En raison de ces mesures introduites pour promouvoir le modèle traditionnel de la famille, les taux d’emploi des femmes en Europe de l’Est restent en dessous de la moyenne européenne, ce qui se traduit par des lacunes importantes dans le versement des retraites, a souligné la panéliste. 

Des solutions locales pour aider les femmes 

À la suite ces interventions, les déléguées participant au dialogue ont passé en revue les mesures prises en faveur des femmes dans leurs systèmes sociaux respectifs.  L’Ukraine a pu indiquer avec fierté que, malgré l’aggravation de la pauvreté due à la guerre, son système de protection sociale continue de fonctionner efficacement.  Les femmes représentent environ 72% des bénéficiaires de l’aide sociale, a précisé la délégation, avant d’évoquer le recours à des plateformes numériques pour accroître la transparence et l’accessibilité des services sociaux.  Elle a également fait état d’un service de « nounous municipales », y compris pour les enfants handicapés, afin de permettre aux parents de participer activement au marché du travail. 

La Roumanie a déclaré avoir harmonisé sa législation nationale sur l’équilibre entre vie professionnelle et vie privée dans le but de parvenir à une meilleure répartition de la prise en charge, y compris à travers le congé paternel.  D’autres délégations, comme le Mexique, ont mis en avant le rôle des prestations sociales pour mieux redistribuer la richesse et lutter en faveur de la justice sociale.  Le Guyana a quant à lui insisté sur la reconnaissance du travail non rémunéré, précisant que 63% des Guyanaises ont désormais accès à des programmes d’aide sociale accessibles et adaptés à leurs besoins. 

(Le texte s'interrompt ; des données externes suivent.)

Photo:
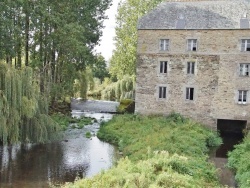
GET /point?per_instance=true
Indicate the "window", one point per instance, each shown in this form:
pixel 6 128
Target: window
pixel 190 67
pixel 162 92
pixel 192 44
pixel 190 93
pixel 245 45
pixel 244 69
pixel 242 98
pixel 163 66
pixel 164 44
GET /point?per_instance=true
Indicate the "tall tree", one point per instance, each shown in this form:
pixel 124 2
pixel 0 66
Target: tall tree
pixel 55 37
pixel 124 57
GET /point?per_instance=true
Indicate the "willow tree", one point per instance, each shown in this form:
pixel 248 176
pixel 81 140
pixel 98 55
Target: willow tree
pixel 23 109
pixel 124 57
pixel 56 38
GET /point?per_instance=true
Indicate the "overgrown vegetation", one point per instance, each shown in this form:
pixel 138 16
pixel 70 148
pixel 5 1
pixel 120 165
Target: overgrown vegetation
pixel 64 121
pixel 239 160
pixel 23 108
pixel 126 106
pixel 88 134
pixel 162 152
pixel 160 170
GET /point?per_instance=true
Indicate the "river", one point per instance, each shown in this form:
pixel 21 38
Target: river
pixel 39 165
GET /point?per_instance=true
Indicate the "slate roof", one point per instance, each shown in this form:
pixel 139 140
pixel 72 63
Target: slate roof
pixel 221 14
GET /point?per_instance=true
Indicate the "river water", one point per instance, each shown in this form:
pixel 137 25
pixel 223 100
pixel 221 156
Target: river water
pixel 219 157
pixel 39 165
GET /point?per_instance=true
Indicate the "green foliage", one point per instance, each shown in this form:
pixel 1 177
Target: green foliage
pixel 63 34
pixel 123 60
pixel 126 105
pixel 122 89
pixel 88 134
pixel 23 108
pixel 179 157
pixel 174 133
pixel 159 171
pixel 239 161
pixel 99 68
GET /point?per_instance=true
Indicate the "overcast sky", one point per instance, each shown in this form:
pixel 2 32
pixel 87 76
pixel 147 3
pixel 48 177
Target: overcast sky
pixel 107 44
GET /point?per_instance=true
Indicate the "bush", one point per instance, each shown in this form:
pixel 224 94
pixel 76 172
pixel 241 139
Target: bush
pixel 183 165
pixel 155 172
pixel 239 161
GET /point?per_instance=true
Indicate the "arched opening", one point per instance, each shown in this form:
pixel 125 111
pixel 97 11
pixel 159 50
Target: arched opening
pixel 231 132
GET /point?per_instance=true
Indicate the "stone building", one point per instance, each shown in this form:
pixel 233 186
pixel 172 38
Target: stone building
pixel 194 59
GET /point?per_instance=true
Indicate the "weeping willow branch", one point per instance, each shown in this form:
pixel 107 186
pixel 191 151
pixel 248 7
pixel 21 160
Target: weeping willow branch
pixel 23 108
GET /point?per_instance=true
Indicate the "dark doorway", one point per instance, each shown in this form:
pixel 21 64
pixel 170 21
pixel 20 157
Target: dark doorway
pixel 231 132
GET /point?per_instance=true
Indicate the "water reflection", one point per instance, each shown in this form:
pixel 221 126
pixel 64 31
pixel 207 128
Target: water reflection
pixel 37 165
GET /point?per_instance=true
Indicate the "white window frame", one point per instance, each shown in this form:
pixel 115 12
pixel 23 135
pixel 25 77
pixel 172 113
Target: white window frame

Défendant l’idée selon laquelle les droits socioéconomiques sont des droits fondamentaux, le Burundi et l’Égypte ont, eux, souligné l’importance des programmes de microfinancement pour les femmes entrepreneuses. 

Demain, mardi 18 mars, la Commission tiendra trois dialogues interactifs au cours de la journée.  Dès 10 heures, elle se penchera sur la question de protection des femmes contre la violence, la stigmatisation et les stéréotypes.